Where: Online at exhibitions.lib.udel.edu/art-civil-rights/.

How much: Free.

Know this: Among the displays are photographs of the Tuskegee Airmen, the first Black aviators in the U.S. Army Air Corp, a precursor to the U.S. Air Force. They put an end to a ridiculous and widespread belief that Blacks could not become successful military pilots, and they helped usher integration of America’s armed forces.

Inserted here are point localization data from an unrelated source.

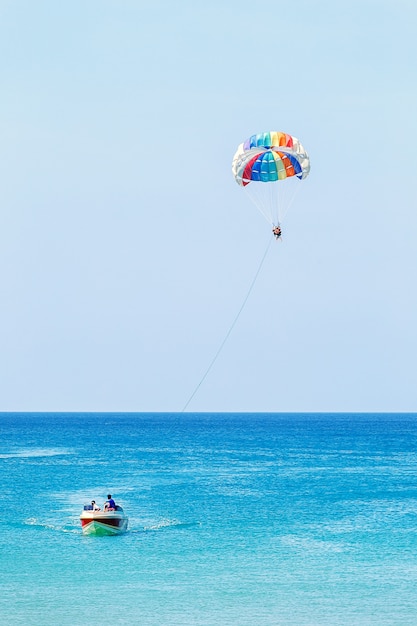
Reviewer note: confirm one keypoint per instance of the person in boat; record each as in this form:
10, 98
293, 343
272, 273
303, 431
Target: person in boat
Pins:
110, 504
277, 232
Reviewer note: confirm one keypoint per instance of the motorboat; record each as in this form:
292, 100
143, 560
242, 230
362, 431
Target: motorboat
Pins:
113, 522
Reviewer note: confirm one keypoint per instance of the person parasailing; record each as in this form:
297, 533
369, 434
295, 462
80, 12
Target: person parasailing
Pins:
277, 232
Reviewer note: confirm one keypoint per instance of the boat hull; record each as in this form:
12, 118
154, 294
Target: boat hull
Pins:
103, 522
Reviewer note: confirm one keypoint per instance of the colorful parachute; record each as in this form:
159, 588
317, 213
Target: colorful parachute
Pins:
261, 165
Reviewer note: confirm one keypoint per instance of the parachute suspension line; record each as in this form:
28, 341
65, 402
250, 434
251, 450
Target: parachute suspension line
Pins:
231, 327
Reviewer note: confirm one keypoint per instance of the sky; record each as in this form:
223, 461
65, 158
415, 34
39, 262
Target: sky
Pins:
126, 247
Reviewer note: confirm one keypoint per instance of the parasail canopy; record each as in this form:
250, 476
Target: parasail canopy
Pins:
271, 157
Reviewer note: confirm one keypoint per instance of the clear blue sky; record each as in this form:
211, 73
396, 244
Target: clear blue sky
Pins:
126, 247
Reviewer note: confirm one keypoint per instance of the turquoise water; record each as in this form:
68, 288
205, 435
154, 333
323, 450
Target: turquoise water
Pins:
247, 519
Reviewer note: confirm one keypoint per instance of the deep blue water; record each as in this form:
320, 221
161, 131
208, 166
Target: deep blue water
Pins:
246, 519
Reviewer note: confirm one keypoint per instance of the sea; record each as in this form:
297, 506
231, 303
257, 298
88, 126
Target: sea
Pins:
247, 519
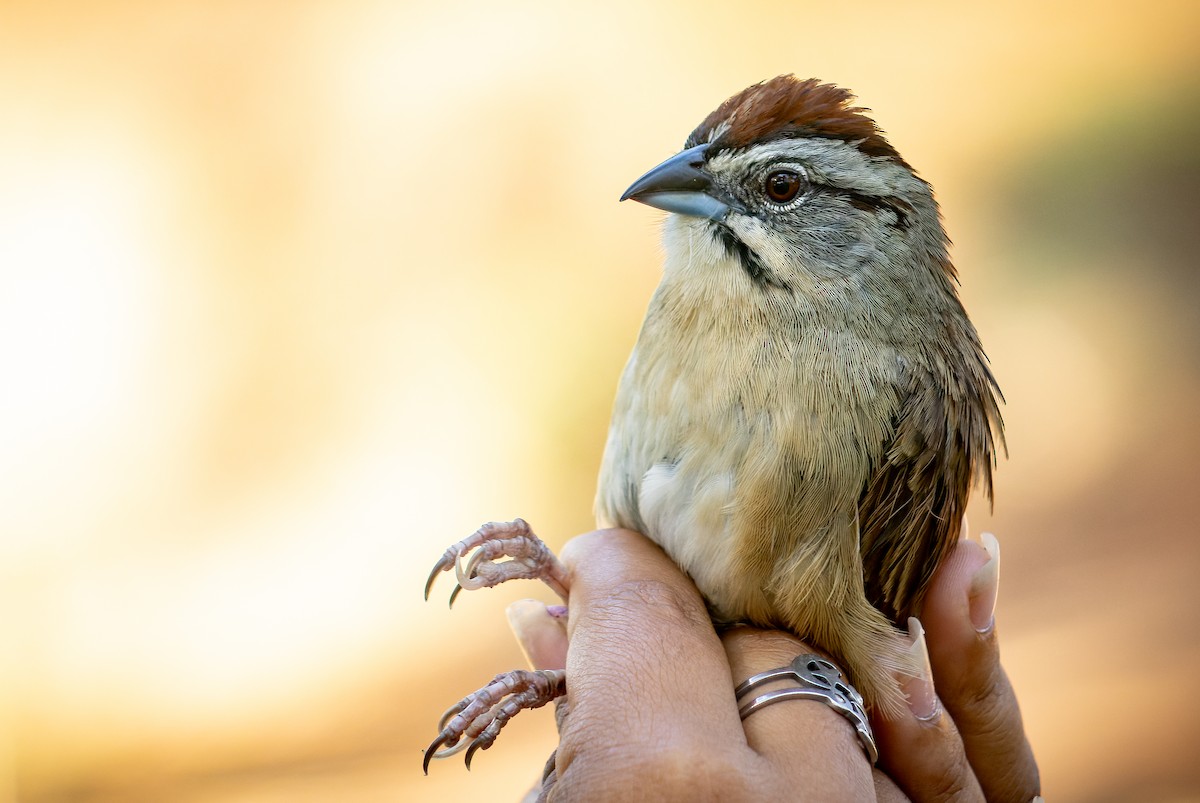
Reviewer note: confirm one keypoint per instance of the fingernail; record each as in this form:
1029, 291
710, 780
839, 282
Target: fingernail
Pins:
541, 635
919, 688
985, 586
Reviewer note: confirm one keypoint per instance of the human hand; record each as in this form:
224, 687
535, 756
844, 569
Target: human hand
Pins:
651, 711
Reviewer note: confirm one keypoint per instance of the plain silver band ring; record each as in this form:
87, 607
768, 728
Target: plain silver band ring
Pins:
819, 679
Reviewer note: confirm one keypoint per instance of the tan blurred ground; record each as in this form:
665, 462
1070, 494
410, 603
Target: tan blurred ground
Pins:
292, 295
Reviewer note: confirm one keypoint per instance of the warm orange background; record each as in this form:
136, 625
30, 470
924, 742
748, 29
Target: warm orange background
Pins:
293, 295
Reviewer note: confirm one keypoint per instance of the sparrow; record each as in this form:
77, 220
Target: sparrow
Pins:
808, 406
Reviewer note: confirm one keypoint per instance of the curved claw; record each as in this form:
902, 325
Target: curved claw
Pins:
442, 565
432, 750
466, 575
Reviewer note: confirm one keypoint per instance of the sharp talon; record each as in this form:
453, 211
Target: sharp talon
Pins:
433, 575
449, 713
478, 744
430, 751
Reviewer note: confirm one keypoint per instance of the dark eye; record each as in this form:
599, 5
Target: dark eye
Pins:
783, 185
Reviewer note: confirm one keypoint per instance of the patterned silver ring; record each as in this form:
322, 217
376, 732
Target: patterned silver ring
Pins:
819, 679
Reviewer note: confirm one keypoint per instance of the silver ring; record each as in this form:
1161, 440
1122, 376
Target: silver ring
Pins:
819, 679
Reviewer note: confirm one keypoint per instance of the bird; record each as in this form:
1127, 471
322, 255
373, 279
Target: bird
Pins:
807, 407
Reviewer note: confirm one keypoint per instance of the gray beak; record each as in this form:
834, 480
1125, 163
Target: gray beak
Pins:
682, 185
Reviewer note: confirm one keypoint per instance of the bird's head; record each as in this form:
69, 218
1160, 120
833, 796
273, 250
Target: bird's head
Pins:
799, 185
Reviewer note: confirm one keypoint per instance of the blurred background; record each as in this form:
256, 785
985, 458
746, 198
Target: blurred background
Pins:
294, 295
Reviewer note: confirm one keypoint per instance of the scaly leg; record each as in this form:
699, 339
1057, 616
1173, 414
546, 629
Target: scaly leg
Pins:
531, 559
480, 715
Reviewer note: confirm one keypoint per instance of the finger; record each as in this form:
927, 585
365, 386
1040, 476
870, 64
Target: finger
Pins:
808, 743
921, 749
540, 630
646, 670
973, 687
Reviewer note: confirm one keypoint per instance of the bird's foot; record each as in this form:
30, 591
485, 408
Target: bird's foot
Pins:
529, 559
474, 721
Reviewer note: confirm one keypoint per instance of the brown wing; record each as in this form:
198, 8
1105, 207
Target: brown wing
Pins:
911, 510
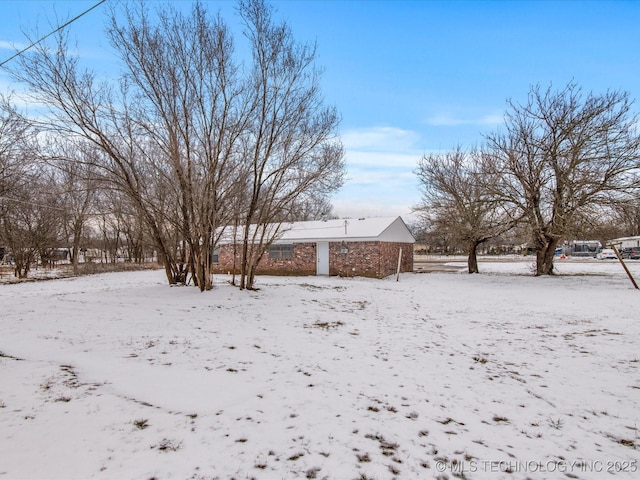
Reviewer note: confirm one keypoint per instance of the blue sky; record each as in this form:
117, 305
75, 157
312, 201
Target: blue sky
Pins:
413, 77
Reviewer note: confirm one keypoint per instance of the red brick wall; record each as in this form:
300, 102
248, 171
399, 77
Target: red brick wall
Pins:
362, 259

More info: Visit library.udel.edu.

Get social

Who: Residence Life and Housing.

What: A daily social media campaign.

When: Feb. 22-27.

Where: On Instagram. Follow the @livingatUD account as well as residence hall-specific pages for interactive content, information about contacting government representatives regarding social justice initiatives and opportunities to win prizes. 

How much: Free.

Know this: Stay tuned for updates from Residence Life and Housing regarding safe and socially distanced service opportunities for giving back to the community during Black History Month.

More info: Simply look for the #ContinuingtheLegacy hashtag.

Listen to a hero of historical preservation 

Who: The Biden Institute, in partnership with UD’s Office of Institutional Equity, Diversity and Inclusion and the Center for Black Culture.

What: This event, entitled “Exhibiting the Past, Imagining the Future: A Conversation with Lonnie G. Bunch III,” is a discussion with the founding director of the National Museum of African American History and Culture and first Black person to head the Smithsonian Institution.

When: Feb. 24, 6-7 p.m.

Where: Via Zoom.

How much: Free.

Know this: The agenda includes what went into creating and curating the museum, Bunch’s vision for the Smithsonian going forward and how preserving history plays an important role in telling the story of all​ people for future generations.

More info: Visit bidenschool.udel.edu/bideninstitute.

Make art

Who: University Student Centers.

What: An opportunity for Blue Hens to paint-by-number historical Black figures important to the Civil Rights Movement. 

When: Feb. 24, 4-6 p.m.

Where: In the Trabant multipurpose room.

How much: Free.

Know this: The event is one in a series of “Hump Day Hangouts,” safe, physically distanced opportunities for undergraduate fun and socialization. Masks required. There will be food.   

More info: Visit studentcentral.udel.edu/events.

Attend a book talk

Who: The history department’s Speaks-Warnock Lecture Fund, the Department of Africana Studies, and the UD Antiracism Initiative.

What: A conversation led by Cheryl Hicks, associate professor of Africana studies and history at UD, with Douglas Flowe, Washington University assistant professor and author of the new book, Uncontrollable Blackness: African American Men and Criminality in Jim Crow New York.

When: March 2, 4-5 p.m.

Where: Via Zoom. You can register at history.udel.edu.

How much: Free.

Know this: Flowe’s book draws on prison and arrest records, trial transcripts and personal letters to explore the ways in which working-class Black men of the 20th century employed extralegal methods to confront racial injustice at the hands of police and citizens.  

More info: If you have trouble registering, contact Angie Hoseth at hoseth@udel.edu.

Read

Who: Student Diversity and Inclusion.

What: A book giveaway.

When: Throughout February.

Where: On Instagram.

How much: Free.

Know this: In order to enter, you’ll be asked to answer a question prompt related to Black History Month.